Tuttavia non poteva amare quella costruzione scura e cupa, con corridoi
stretti e scuri, tagliati da finestre che sembravano poco più
che feritoie. Passeggiando lungo le pareti scure non poteva che pensare
con rimpianto alla sua vecchia scuola, con i suoi corridoi ampi e
areati, i grandi finestroni istoriati, i cinque chiostri lungo i quali
si poteva passeggiare all’aria aperta, chiacchierare con gli
amici o studiare, al caldo tepore del sole Italiano. E poi il mare: la
sua Scuola sorgeva su una piccola isola al largo della Sardegna,
invisibile ai Babbani e indisegnabile per chiunque. Così, oltre
a qualche lezione di Erbologia o di Cura delle Creature Magiche, si
poteva frequentare la splendida spiaggia anche per un finesettimana di
allegria e divertimento. In ogni caso era piuttosto sciocco continuare
a rimuginare: che gli piacesse o meno Durmstrang sarebbe stata la sua
nuova scuola, l’ambiente in cui avrebbe finalmente completato la
propria istruzione, in cui avrebbe gettato le basi della sua futura
grandezza. Oltretutto Durmstrang era frequentata da studenti di molte
nazioni diverse e ciò gli avrebbe consentito di allacciare
rapporti con i migliori maghi nell’Europa centrale.
Immerso nei
suoi ricordi e nei suoi pensieri, non si accorse che l’Elfo che
gli faceva strada si era appena fermato davanti al portone che dava
accesso alla torre Nord; sovrapensiero lo superò e
proseguì oltre, lungo un altro corridoio scuro.
«Signore! Mi scusi, Signor Balsamo! Signore!» lo richiamò il piccolo Elfo.
«Che
c’è?» sbottò lui con malagrazia voltandosi
indietro verso l’Elfo, ormai a qualche metro di distanza.
«Siamo
arrivati Signore. La sua stanza è in questa torre».
rispose l’Elfo in tono spaurito.
«Ah... bene. Penso che ora me la possa cavare da solo. A che piano?».
«Al sesto, signore. La sua porta è la quarta sulla destra».
Il piccolo si
inchinò profondamente e fece per andarsene, probabilmente per
tornare ai suoi alloggi. «Aspetta!» lo fermò
Costantinus, ancora fermo sulla porta di accesso alla torre.
«Come ti chiami, Elfo?».
«Il
Signore vuole sapere il nome di quest’Elfo? – il piccolo
Essere sembrava confuso da un simile interessamento, un’ombra di
paura passò nei suoi grossi occhi a palla: probabilmente temeva
che il ragazzo lo volesse far punire per qualche sua mancanza –
Pinky, signore. Pinky l’Elfo domestico».
«Molte grazie per il tuo aiuto, Pinky!» disse, oltrepassando finalmente la porta.
La sua stanza
era abbastanza confortevole: a pianta trapezoidale e abbastanza
spaziosa, la parete esterna era solo leggermente incurvata, seguendo il
profilo esterno della torre, su di essa si aprivano un paio di
finestroni alti e stretti che davano sul parco, in quel momento
avvolto dalle tenebre.

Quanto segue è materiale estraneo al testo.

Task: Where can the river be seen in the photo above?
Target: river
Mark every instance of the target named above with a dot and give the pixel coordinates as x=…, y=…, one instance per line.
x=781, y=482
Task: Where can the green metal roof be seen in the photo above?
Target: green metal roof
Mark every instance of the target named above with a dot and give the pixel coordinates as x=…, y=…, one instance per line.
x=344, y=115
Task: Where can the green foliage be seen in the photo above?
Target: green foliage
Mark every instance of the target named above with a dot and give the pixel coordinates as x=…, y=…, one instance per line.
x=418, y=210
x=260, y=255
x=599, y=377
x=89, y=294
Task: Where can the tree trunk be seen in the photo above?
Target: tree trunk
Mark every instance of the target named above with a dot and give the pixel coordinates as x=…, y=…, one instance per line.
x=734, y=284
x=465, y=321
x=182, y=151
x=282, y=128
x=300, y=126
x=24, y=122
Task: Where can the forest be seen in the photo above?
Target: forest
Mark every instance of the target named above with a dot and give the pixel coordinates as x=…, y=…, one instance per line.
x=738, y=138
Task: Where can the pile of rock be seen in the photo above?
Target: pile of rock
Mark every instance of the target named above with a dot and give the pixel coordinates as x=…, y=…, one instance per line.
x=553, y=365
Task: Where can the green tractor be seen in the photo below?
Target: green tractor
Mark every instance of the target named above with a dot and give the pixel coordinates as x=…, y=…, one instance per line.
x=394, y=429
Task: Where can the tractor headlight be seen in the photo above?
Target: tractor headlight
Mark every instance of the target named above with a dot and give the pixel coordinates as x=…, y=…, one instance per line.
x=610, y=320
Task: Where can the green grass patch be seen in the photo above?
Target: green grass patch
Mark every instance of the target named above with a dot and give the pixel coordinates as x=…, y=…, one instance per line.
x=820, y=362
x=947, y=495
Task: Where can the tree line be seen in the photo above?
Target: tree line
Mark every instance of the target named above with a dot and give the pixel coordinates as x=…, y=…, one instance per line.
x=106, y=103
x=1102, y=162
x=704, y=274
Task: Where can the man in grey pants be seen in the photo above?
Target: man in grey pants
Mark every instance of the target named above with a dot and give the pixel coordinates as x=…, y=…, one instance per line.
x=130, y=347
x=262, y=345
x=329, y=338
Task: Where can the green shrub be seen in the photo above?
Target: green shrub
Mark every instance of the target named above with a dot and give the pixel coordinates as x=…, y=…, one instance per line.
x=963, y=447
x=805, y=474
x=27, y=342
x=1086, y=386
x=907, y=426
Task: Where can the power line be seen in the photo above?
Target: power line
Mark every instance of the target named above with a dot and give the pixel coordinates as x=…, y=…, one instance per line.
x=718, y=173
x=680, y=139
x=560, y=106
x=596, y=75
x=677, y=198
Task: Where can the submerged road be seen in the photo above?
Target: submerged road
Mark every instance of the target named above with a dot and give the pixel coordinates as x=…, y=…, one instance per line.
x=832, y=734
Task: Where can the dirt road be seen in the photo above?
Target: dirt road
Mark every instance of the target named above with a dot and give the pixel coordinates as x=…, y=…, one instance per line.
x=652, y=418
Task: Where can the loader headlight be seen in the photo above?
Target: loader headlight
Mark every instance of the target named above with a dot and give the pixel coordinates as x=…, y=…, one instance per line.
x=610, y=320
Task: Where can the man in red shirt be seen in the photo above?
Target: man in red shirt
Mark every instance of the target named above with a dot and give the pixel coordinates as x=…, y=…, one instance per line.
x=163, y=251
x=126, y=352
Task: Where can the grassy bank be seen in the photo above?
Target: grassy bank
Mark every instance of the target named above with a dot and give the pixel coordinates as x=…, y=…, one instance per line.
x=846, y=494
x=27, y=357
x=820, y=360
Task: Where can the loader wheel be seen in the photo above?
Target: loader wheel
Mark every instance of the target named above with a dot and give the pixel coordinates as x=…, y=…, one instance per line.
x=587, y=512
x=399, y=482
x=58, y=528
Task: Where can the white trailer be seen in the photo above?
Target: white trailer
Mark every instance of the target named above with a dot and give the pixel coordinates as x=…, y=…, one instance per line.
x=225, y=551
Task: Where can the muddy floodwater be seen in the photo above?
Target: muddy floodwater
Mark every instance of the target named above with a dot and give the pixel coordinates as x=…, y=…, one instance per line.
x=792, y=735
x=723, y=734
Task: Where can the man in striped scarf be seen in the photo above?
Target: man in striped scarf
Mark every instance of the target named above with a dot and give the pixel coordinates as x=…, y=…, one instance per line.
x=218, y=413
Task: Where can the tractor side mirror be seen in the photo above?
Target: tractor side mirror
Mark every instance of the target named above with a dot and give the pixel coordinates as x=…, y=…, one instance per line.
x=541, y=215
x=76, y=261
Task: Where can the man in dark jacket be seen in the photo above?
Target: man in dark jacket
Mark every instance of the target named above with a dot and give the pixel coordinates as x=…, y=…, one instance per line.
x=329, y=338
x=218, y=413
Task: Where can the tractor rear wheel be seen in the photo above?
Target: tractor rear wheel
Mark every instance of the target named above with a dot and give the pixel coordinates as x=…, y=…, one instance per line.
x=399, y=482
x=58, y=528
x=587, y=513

La stanza era abbastanza calda e lumininosa,
anche grazie al fuoco che scoppiettava allegramente nel piccolo camino.
Costantino immaginava che nei mesi invernali quel fuoco sarebbe stato
ancora più piacevole. Il suo bagaglio era già stato
deposto ai piedi del suo letto a baldacchino che lo aspettava caldo e
invitante. Nella stanza c’era solo un altro letto, oltre al suo,
e accanto ad esso una scrivania sulla quale si trovano disposti
ordinatamente una decina di tomi piuttosto voluminosi.
Era ancora
impegnato a disfare i suoi bagagli, quando la porta si aprì
all’improvviso nella stanza entrò un giovane piuttosto
alto i lunghi capelli biondi, leggermente mossi, che gli ricadevano
ordinatamente sulle spalle, indossava la divisa della scuola, identica
a quella che lui aveva trovato appesa accanto al suo letto.
«Oh. Tu
devi essere il mio nuovo compagno di stanza. Non ti aspettavo questa
sera, credevo non saresti venuto prima della prossima settimana».
«Credo
di sì. Non credevo che il mio arrivo fosse previsto. Comunque,
piacere. Il mio nome è Costantino. Costantino Balsamo».
Gli tese la mano, in segno di saluto.
Il giovane gli strinse la mano con una certa forza, fissandolo negli occhi.
«Piacere mio, Costantino. Io mi chiamo Gellert. Gellert Grindelwald».